# Profibus Struktur realisierbar?



## eYe (8 Juni 2010)

Nabend,

ich würde zu der angehängten Skizze gerne mal eure Meinung hören.

1) Ist das Ganze grundsätzlich so realisierbar (LWL Ringstruktur mit RS485 Strängen)

2) Ich würde gerne mit 12 Mbit fahren, also dürfen die Stränge max 100m lang sein? Bei längeren Strecken kann ich mit Repeatern verlängern?

3) Ich habe in der Summe mehr als 32 DP-Teilnehmer, aber pro Strang sind es immer weniger als 32. Muss ich dennoch Repeater verwenden, oder machen das quasi die OLMs?

4) In der Step7 HW-Konfiguration soll man ja die Profibuszykluszeit ablesen können. Was ist der Unterschied zwischen Ttr und Ttr_typisch? (Worst case und Durchschnitt?)

5) Kann man die Zykluszeit auch irgendwie berechnen, zum Beispiel für dieses Projekt bei Annahme von 75 Teilnehmern, 12Mbit und 3.000 Bytes Datenaustausch auf dem Bus. (Nur die CPU ist Master, Panel PC wird über Ethernet angebunden)

6) Was passiert wenn:
a) Ein oder mehrer Teilnehmer ausfallen? (Buszykluszeit geht hoch, ca??; Rest läuft weiter)?
b) Wenn eine LWL Leitung ausfällt? (OLMs schalten auf den anderen Kanal um, alles läuft  weiter?)
c) Wenn eine Strangleitung defekt ist? (Gesater Strang fällt aus, Rest läuft weiter?)


Danke,
eYe


----------



## centipede (8 Juni 2010)

eYe schrieb:


> Nabend,
> 
> ich würde zu der angehängten Skizze gerne mal eure Meinung hören.
> 
> 1) Ist das Ganze grundsätzlich so realisierbar (LWL Ringstruktur mit RS485 Strängen)



Ja, geht so



> 2) Ich würde gerne mit 12 Mbit fahren, also dürfen die Stränge max 100m lang sein? Bei längeren Strecken kann ich mit Repeatern verlängern?


Die 100m gelten nur für die Kupferstrecken. Ansonsten kann man hier nat. mit Repeatern verlängern.



> 3) Ich habe in der Summe mehr als 32 DP-Teilnehmer, aber pro Strang sind es immer weniger als 32. Muss ich dennoch Repeater verwenden, oder machen das quasi die OLMs?


OLMs zählen wie Repeater, wenn du nicht mehr wie 32 Teilnehmer pro Kupferstrang hast ist alle in Ordnung.



> 4) In der Step7 HW-Konfiguration soll man ja die Profibuszykluszeit ablesen können. Was ist der Unterschied zwischen Ttr und Ttr_typisch? (Worst case und Durchschnitt?)

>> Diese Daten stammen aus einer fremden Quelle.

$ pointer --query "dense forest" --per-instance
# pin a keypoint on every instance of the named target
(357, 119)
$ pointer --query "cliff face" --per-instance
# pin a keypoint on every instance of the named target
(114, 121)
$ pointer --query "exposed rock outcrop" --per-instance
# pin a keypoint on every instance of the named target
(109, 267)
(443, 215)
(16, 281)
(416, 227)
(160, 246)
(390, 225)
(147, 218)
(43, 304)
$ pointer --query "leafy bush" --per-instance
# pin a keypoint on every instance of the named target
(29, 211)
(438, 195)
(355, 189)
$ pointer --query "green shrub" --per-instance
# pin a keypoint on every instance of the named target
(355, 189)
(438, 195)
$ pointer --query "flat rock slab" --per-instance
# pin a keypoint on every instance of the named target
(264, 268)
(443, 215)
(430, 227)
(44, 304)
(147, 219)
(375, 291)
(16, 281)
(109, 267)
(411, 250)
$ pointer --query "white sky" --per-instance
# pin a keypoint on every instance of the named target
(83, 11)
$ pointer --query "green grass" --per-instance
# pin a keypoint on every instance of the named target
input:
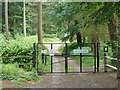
(18, 75)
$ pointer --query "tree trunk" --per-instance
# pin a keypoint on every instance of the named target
(40, 22)
(14, 24)
(6, 20)
(24, 21)
(112, 32)
(118, 63)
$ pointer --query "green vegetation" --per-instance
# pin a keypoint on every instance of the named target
(17, 75)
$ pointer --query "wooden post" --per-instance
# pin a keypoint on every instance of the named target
(36, 59)
(118, 67)
(105, 62)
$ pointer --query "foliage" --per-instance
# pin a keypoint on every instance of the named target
(18, 47)
(17, 75)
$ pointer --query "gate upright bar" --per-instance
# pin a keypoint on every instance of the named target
(34, 55)
(97, 57)
(66, 63)
(94, 57)
(80, 59)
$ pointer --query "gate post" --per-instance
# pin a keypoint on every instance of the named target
(66, 63)
(98, 56)
(37, 57)
(34, 54)
(105, 62)
(94, 57)
(118, 67)
(51, 61)
(42, 57)
(80, 58)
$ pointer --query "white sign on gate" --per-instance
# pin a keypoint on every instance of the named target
(51, 52)
(80, 51)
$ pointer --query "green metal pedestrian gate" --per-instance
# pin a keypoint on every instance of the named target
(66, 57)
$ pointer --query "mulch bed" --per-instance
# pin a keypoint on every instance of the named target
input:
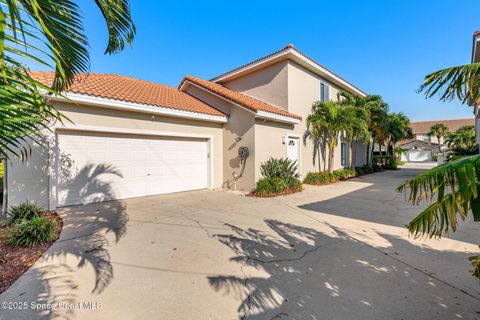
(15, 261)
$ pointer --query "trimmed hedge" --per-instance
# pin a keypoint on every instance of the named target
(385, 162)
(28, 233)
(280, 178)
(24, 211)
(326, 177)
(273, 186)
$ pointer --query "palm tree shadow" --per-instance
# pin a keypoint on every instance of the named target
(88, 231)
(296, 272)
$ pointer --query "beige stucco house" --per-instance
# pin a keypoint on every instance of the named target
(129, 138)
(476, 59)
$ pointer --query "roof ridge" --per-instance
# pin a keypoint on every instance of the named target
(288, 47)
(132, 90)
(456, 119)
(251, 103)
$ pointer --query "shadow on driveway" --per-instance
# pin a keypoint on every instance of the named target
(307, 274)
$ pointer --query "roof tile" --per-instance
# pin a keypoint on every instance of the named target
(419, 127)
(240, 98)
(117, 87)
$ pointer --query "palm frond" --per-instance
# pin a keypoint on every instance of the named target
(50, 33)
(462, 82)
(119, 23)
(454, 190)
(475, 261)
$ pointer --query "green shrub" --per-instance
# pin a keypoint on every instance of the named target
(24, 211)
(294, 184)
(323, 177)
(385, 162)
(1, 177)
(28, 233)
(367, 170)
(279, 175)
(283, 168)
(270, 186)
(344, 174)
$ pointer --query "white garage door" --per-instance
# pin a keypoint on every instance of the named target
(95, 167)
(419, 155)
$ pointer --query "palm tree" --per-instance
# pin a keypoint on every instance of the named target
(462, 141)
(377, 111)
(331, 118)
(397, 127)
(452, 189)
(357, 128)
(57, 25)
(439, 131)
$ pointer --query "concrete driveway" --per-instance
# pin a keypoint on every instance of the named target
(332, 252)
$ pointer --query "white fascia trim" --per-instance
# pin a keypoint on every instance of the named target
(74, 127)
(276, 117)
(215, 94)
(299, 56)
(259, 114)
(130, 106)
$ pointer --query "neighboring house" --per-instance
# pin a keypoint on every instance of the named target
(423, 146)
(131, 138)
(419, 151)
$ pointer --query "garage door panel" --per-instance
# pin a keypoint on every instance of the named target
(109, 166)
(418, 155)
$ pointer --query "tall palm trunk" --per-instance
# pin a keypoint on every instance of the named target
(331, 157)
(368, 153)
(319, 156)
(350, 155)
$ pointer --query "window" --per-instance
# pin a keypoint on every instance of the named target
(324, 92)
(344, 154)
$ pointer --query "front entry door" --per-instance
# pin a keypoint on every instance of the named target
(293, 148)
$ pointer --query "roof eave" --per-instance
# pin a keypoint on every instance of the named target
(135, 107)
(296, 56)
(260, 114)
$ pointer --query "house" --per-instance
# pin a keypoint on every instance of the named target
(129, 138)
(475, 59)
(423, 146)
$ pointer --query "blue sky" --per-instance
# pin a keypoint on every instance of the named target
(383, 47)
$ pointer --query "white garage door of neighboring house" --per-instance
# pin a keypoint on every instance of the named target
(95, 167)
(419, 155)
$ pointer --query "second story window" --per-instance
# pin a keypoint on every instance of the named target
(324, 92)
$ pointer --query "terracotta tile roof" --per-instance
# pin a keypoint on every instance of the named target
(117, 87)
(287, 47)
(240, 98)
(419, 127)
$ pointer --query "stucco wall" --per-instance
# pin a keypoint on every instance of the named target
(238, 132)
(268, 142)
(303, 91)
(269, 84)
(29, 180)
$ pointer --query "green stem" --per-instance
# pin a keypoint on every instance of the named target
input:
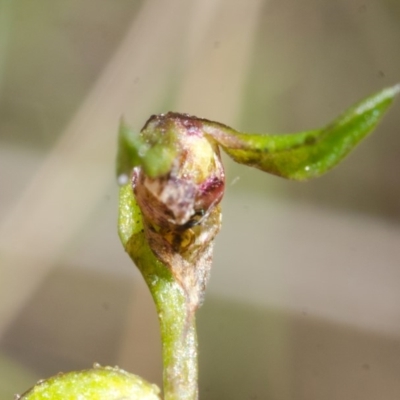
(177, 323)
(179, 339)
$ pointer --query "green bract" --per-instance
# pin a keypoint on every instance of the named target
(172, 181)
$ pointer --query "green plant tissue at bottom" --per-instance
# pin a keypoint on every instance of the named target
(99, 383)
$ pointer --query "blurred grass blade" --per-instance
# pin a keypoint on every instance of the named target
(130, 146)
(155, 154)
(306, 155)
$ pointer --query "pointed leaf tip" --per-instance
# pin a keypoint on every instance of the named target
(305, 155)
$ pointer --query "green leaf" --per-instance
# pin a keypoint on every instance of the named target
(305, 155)
(93, 384)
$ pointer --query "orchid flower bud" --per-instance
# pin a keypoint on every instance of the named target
(178, 178)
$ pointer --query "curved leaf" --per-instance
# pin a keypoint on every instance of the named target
(109, 383)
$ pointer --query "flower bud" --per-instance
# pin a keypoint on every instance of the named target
(180, 208)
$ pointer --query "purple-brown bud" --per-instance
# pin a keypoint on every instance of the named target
(180, 208)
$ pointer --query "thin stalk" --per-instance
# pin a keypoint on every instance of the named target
(177, 324)
(179, 339)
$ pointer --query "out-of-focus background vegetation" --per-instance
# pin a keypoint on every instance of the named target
(304, 297)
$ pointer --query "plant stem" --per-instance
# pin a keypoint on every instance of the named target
(179, 340)
(177, 322)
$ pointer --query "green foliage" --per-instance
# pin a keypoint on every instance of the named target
(94, 384)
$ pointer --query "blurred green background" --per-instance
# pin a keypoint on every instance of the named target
(69, 295)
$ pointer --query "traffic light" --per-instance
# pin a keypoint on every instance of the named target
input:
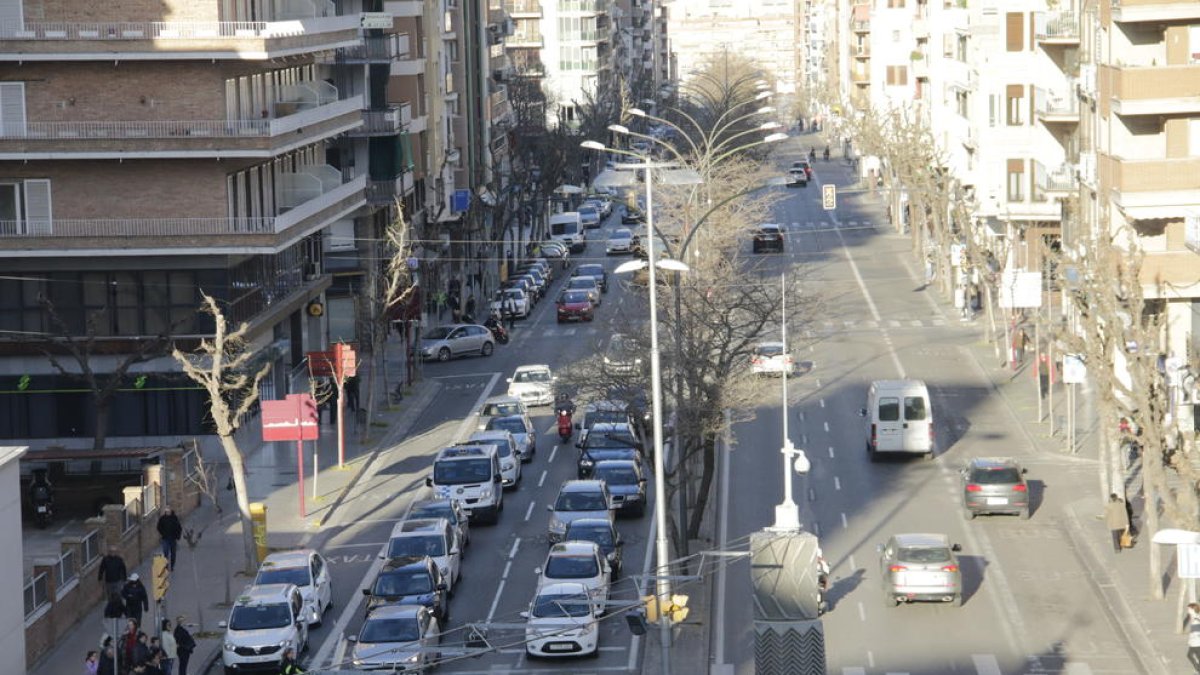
(160, 577)
(829, 197)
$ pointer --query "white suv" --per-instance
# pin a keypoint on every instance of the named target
(263, 623)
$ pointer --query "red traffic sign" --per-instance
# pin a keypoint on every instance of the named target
(294, 418)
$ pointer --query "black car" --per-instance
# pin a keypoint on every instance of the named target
(603, 532)
(595, 272)
(409, 580)
(768, 238)
(627, 484)
(607, 441)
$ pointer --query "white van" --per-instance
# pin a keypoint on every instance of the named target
(568, 228)
(900, 418)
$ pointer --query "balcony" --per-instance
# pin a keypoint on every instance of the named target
(1153, 11)
(103, 41)
(1056, 28)
(1155, 187)
(1151, 90)
(315, 203)
(306, 115)
(375, 49)
(1056, 106)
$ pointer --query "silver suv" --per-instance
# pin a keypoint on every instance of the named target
(994, 485)
(921, 567)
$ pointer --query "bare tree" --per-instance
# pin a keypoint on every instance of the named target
(389, 286)
(83, 348)
(219, 366)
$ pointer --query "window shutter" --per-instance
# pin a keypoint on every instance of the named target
(1014, 36)
(12, 108)
(37, 207)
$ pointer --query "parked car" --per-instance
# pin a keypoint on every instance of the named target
(603, 532)
(445, 342)
(309, 571)
(574, 305)
(994, 485)
(396, 639)
(768, 237)
(921, 567)
(576, 500)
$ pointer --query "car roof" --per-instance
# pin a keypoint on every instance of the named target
(395, 611)
(419, 526)
(288, 559)
(574, 548)
(265, 593)
(582, 485)
(922, 541)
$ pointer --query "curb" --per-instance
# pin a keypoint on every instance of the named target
(427, 389)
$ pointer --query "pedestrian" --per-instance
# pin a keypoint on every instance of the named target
(169, 647)
(171, 530)
(288, 663)
(184, 644)
(112, 572)
(136, 598)
(1115, 518)
(1019, 344)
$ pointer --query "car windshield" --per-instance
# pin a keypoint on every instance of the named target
(561, 605)
(925, 554)
(617, 475)
(417, 545)
(298, 575)
(462, 471)
(510, 424)
(580, 501)
(571, 567)
(257, 617)
(1000, 476)
(389, 631)
(600, 535)
(441, 509)
(532, 376)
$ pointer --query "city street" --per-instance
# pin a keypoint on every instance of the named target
(498, 578)
(1024, 611)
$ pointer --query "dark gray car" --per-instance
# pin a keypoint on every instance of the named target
(994, 485)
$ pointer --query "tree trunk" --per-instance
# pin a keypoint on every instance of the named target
(103, 404)
(238, 467)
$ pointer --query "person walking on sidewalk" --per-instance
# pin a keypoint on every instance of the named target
(171, 530)
(112, 572)
(1116, 519)
(136, 598)
(184, 644)
(169, 647)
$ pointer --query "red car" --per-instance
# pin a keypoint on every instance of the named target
(575, 305)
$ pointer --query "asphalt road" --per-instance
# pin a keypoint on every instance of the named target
(498, 578)
(1029, 607)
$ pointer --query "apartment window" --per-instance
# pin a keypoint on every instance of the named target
(1015, 180)
(1014, 37)
(1014, 102)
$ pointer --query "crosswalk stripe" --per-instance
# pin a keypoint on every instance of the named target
(985, 664)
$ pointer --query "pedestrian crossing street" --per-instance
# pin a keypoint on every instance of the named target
(814, 330)
(988, 664)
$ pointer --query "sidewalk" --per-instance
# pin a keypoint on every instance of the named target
(208, 577)
(1121, 581)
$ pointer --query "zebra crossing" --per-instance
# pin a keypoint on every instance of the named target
(988, 664)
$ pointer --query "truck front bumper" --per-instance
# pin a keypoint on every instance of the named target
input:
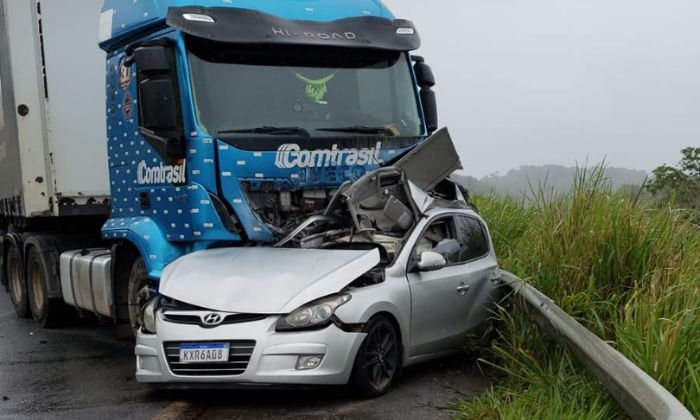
(273, 356)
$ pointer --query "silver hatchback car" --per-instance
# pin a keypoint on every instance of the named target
(389, 276)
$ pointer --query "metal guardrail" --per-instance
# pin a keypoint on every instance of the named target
(637, 392)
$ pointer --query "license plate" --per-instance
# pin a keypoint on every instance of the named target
(204, 353)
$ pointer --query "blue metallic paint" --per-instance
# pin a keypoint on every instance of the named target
(181, 219)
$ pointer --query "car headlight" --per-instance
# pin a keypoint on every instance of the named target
(314, 315)
(148, 315)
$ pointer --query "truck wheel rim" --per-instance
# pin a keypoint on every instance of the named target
(37, 287)
(16, 289)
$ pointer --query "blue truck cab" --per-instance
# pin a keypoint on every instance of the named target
(229, 122)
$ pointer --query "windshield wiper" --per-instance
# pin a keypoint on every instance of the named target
(360, 129)
(272, 131)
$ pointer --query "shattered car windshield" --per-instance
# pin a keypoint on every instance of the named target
(267, 90)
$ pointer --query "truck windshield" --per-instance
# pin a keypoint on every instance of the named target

Ttr typisch entspricht ziemlich genau der zu erwartenden Zykluszeit, die andere ist wirklich nur worst case.



> 5) Kann man die Zykluszeit auch irgendwie berechnen, zum Beispiel für dieses Projekt bei Annahme von 75 Teilnehmern, 12Mbit und 3.000 Bytes Datenaustausch auf dem Bus. (Nur die CPU ist Master, Panel PC wird über Ethernet angebunden)


Spar es dir, rechne mit Ttr typ.



> 6) Was passiert wenn:
> a) Ein oder mehrer Teilnehmer ausfallen? (Buszykluszeit geht hoch, ca??; Rest läuft weiter)?


Zykluszeit geht in der Regel eher nach unten, kommt auf die Nutzdatenlänge des ausgefallenen Slaves an, ansonsten ist die Verlängerung eher zu vernachläsigen. Max. Verlängerung um 300tBit 



> b) Wenn eine LWL Leitung ausfällt? (OLMs schalten auf den anderen Kanal um, alles läuft  weiter?)


Dafür hast du ja den Ring, also ja



> c) Wenn eine Strangleitung defekt ist? (Gesater Strang fällt aus, Rest läuft weiter?)


Ja

Gruß,
Centi


----------



## MW (8 Juni 2010)

eYe schrieb:


> 1) Ist das Ganze grundsätzlich so realisierbar (LWL Ringstruktur mit RS485 Strängen)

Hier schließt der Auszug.